Wednesday, September 1, 2021

On our way to Italia . . . with negative Covid results now in hand

Waiting in San Francisco United lounge.
We’re finally on the way back to our Montecarlo home after nearly two years of forced exile because of Covid-19. When we made the reservation, Covid seemed to on its way out. We were double vaccinated in early spring, confident we would be able to travel in the fall. Having sold 90 percent of our summer asphalt maintenance business (Hurrah!), we decided to leave September 1 so we could attend the last weekend of Montecarlo’s wine festa.

But just two days before our flight, headlines and our Facebook group discussions were full of information about how Italy is now requiring a negative Covid test for entry. However, we were confused. After seeing the headlines about tests being needed, we read further down in the text, and the stories seemed to say that people who had been fully vaccinated were exempt.

I posted on one of my favorite Facebook groups, “Traveling to Italy,” that we did not have time to get a Covid test and would be going with our vaccination cards and would use our Italian identity cards as backup, but the majority of the comments said we would be denied boarding if we had not been tested. We made an appointment for free King County tests and altered our schedule to drive 45 minutes to Tukwila. The tests would be administered just 24 hours before our departure, but the website promised rapid results.

Meanwhile I filled out contact forms required by United Airlines, the Italian government and the Swiss government, since we would be spending a night in Zurich. The Switzerland stopover came about when United changed our reservation about a month ago because of a problem between United and Lufthansa. After filling out the form and reading the links from both United and Swiss Air (United put us on a Star Alliance flight with Swiss Air), the information seemed to say that we were supposed to have a negative test . . . but there were exemptions, and one was for people who were fully vaccinated no more than 12 months before arrival. This exemption applied to both Italy and Switzerland.

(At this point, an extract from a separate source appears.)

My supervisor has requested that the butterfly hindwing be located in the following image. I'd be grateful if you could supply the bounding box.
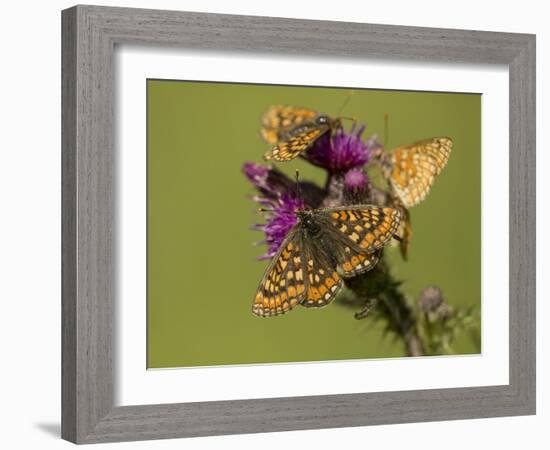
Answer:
[382,137,453,208]
[252,227,306,317]
[301,241,344,308]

We were not able to check in online because of the new requirements, but when we reached the United desk at Seatac airport, check-in went fairly smoothly. The attendant looked up the requirements for Swizerland and Italy and asked for our negative test results, but when I pointed out the exemptions below the mention of the test requirements, she agreed that the vaccination cards we had were sufficient. We were given our boarding passes without showing our test results—good thing, because our negative results did not come to our cell phones until we were actually in the flight waiting area.

We are currently in the United lounge in San Francisco, with a three-hour layover before our Swiss Air flight. We expect to have to show our vaccination cards again for Swiss Air, and now we have negative Covid tests to show as well.

Had I known how easy—and free—it was to get our Covid tests, I wouldn’t have hesitated when the news of the new requirements came out. It’s just that we had so many things to do before our flight—packing, preparing for our house sitters, finishing striping a few parking lots—that I considered bypassing the swabs. We might have faced having to quarantine in our home, and we wouldn’t have minded that. But I’m thankful for the warnings I received from my Facebook group, even if they weren’t completely accurate. I don’t like leaving things to chance, and now I feel completely secure that the rest of our travel will go well. We won’t have to face getting Covid tests in Italy or any additional red tape we might have faced.